2.2) What is "public domain?"

In contrast to copyright is "public domain." A work in the public domain
is one that can be freely used by anyone for any purpose.

It used to be that if a work was published without notice, it lost all
copyright, and entered the public domain. That's no longer true, and now
public domain is more the exception than the rule.

There are still a number of ways that a work may be public domain.

- The copyright may have expired (see section 2.4).

- The work might be a work of the U.S. Government; such works
can't be copyrighted (see section 3.6).

- The work might be one that can't be copyrighted. For example,
titles, names, short phrases and slogans can't be copyrighted
(37 C.F.R. 202.1(a)). Note, however, they can be trademarks.
As far as copyright law is concerned, they're public domain,
but as far as trademark law is concerned, they might be
protected.

- The copyright might have been forfeited. For example, the work
may have been published without notice prior to the change in
the law that eliminated the notice requirement (March 1, 1988,
the effective date of the Berne Convention Implementation Act,
PL 100-568, 102 Stat. 2853).

- The copyright might have been abandoned. This is pretty rare.
Abandonment requires that the copyright holder intend to
abandon the copyright, and generally requires an unambiguous
statement or overt act on the part of the copyright holder that
indicates his or her intent to dedicate the work to the public
domain. National Comics Pub. v. Fawcett Pub., 191 F.2d 594,
598 (2d Cir., 1951). A statement that anyone who wishes to may
reproduce, perform, or display the work without restrictions
might be sufficient. Simply posting it on a computer network
is not abandonment.

There is a common belief that if someone infringes a copyright, and the
copyright owner does not sue or otherwise put a stop to the infringement,
the copyright is lost and the work goes into the public domain. There is
some pre-1988 law on this (e.g., Stuff v. E.C. Publications, 432 F.2d 143
(2d Cir., 1965) and Transgo v. Ajac Transmission Parts, 768 F.2d 1001
(9th Cir. 1985)), but it seems to derive mostly from the fact that the
copyright holder had acquiesced in the publication of the work without
notice back when notice was a requirement. It was the publication
without notice, and not the lack of enforcement, that actually worked to
put the work in the public domain. This is forfeiture of copyright, not
abandonment. Because the notice requirement is now gone from copyright
law, these cases don't have much weight today.

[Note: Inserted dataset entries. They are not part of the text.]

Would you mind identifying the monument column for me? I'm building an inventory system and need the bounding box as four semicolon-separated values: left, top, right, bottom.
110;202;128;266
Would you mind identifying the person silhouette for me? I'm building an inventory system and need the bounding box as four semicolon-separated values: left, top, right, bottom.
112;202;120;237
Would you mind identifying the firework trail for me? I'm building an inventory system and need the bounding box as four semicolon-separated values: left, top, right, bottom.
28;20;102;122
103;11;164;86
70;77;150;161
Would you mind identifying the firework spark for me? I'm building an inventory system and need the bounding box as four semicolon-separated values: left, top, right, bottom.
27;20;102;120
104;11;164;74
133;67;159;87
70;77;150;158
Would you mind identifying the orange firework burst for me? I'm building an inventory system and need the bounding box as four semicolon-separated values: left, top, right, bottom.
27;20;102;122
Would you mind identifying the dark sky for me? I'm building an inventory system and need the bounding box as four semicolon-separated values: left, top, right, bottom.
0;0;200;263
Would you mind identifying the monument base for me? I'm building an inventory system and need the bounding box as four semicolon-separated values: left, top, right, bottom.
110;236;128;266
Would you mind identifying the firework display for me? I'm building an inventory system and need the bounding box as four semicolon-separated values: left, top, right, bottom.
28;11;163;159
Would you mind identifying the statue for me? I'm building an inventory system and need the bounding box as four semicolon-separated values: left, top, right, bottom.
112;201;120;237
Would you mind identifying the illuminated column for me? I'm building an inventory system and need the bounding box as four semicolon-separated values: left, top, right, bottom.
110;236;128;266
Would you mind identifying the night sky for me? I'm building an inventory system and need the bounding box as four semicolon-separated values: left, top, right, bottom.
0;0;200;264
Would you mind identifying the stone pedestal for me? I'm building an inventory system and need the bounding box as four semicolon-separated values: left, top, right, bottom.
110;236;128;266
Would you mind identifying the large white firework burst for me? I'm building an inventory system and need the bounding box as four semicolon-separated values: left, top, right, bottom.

I can't find anything that supports the idea that failure to assert a
copyright against an infringer can alone lead to placing the work in the
public domain (if you have any authoritative information on this, please
drop me a note at one of the addresses listed in the introduction). Of
course, circumstances may be such that the ability to sue a particular
infringer might be waived (e.g., a statute of limitations may expire (see
section 3.4), or if the infringer has reasonably relied to his or her
detriment on the copyright holder's failure to sue, the doctrine of
laches may bar a suit), but that's only with respect to that particular
infringer, and does not affect the status of the copyright with respect
to others.

Sometimes you'll see a program on the network accompanied by a statement
like "This program is public domain. It may be freely distributed, but
you may not charge more for it than the cost of the media." Statements
like these are contradictory. If the program is public domain, you can
do whatever you want with it, including charging whatever you want
(although you might not get it). In this example, what the programmer
really wants to do is to retain the copyright, but provide a non-
exclusive license to copy and distribute the work, with a condition on
the license that only the cost of the media may be charged for it. In
this case, where the programmer has, in two consecutive sentences, both
declared the work to be public domain and asserted a copyright in the
work, it's unpredictable whether a court would interpret this as
abandonment.

If there is any restriction upon the use of the work, even the
restriction that it cannot be sold, the work is not public domain.
Rather, it's copyrighted, and the restrictions are essentially
limitations on a licensee using one or more of the exclusive rights
described above. For example, the restriction that a work may only be
given away for free is a limitation using the distribution right.

Once a work is in the public domain, whether by expiration of copyright
or by expressly being dedicated to the public domain by its copyright
holder, it can never again regain copyrighted status.